Coral reefs near Enderbury Island, Kiribati

Today and Thursday, we’re examining climate change and coral reefs. Two scientists recently visited the Academy to discuss this topic from two different angles—Simon Donner is a climate scientist at the University of British Columbia and Steve Palumbi is a biologist at Stanford. Both study how warmer temperatures affect these invertebrates, and today, we’re covering Donner’s studies.

Why the focus on corals? According to Donner’s website, coral reefs are “the most biologically diverse marine ecosystems on the planet. Millions of people in the developing countries depend on coral reefs every day, for shoreline protection, for food, and for income.”

Donner studies the effects of climate change on many different aspects of life—such as land use and water—and he wants to understand how organisms vary in their sensitivity to climate change. In fact, coral reefs are very sensitive. The corals that Donner studies, in the islands of Kiribati (pronounced kiribas) in the equatorial Pacific, are on the front lines of climate change. “Kiribati happens to be right in the heart of the El Niño zone. That means the Kiribati coral reefs there experience more frequent ‘heat waves’ than other reefs in the tropics.”

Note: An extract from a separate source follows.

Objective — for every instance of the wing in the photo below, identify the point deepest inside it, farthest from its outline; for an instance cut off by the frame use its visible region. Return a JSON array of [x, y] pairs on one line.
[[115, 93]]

El Niños bring naturally occurring heat waves, and Donner and his colleagues want to understand how reefs respond to these warming events. “We want to know what a reef that can survive climate change looks like,” he says.

In the ten years that his team has been working in Kiribati, they have seen several mass bleaching events. Coral bleaching occurs when the water becomes so warm, the corals release their algal symbionts. Photosynthetic algae feed corals and give corals their color. In return, the corals provide shelter for the algae. Corals can survive a bleaching event and recover, depending on conditions, and, as Donner and his team are finding, the species of coral.

So far, their findings provide both good and bad news, Donner says. These coral reefs do seem to survive heat stress better than others. But these reefs tend to be dominated by “weedy corals,” as Donner describes them. “Coral reefs are diverse habitats, but if they are dominated by weedy corals, there’s low coral diversity, which could mean low diversity of other life there.”

Getting a full picture will take some time, he says. “The Kiribati coral research is old-fashioned natural history: the goal is to track how the coral reefs are changing over time in response to the climate and other pressures. It takes patience. The evidence so far confirms the original hypothesis that the ocean’s frequent heat waves make the reefs more resilient to heat stress. This seems to be happening through the dominance of a few weedy species, but we need a few more years of data to say for sure.

“I suspect that the persistence of corals with a weedy life history strategy in a place prone to heat waves is a sign of the future,” he continues. “In Kiribati, the species in question happens to be Porites rus, but elsewhere it may be another species. Though we need more data to really confirm the hypothesis, the possibility raises some questions about marine conservation strategies. Do we focus on the aesthetically appealing locations with little past heat stress experience, or these tough but less diverse reefs?”

While Donner has been studying these reefs for ten years already, he suspects it will take awhile longer to answer this question. “In that time, I also hope to raise enough donations to train and support local people to conduct and lead the surveys themselves.”

In the meantime, Donner is also busy on another very noble, and useful, pursuit. “I’m actually working—slowly, I should add—on a book that takes a broad look at why climate change is such a confusing subject. It leaves behind the politics of today and focuses on root causes.”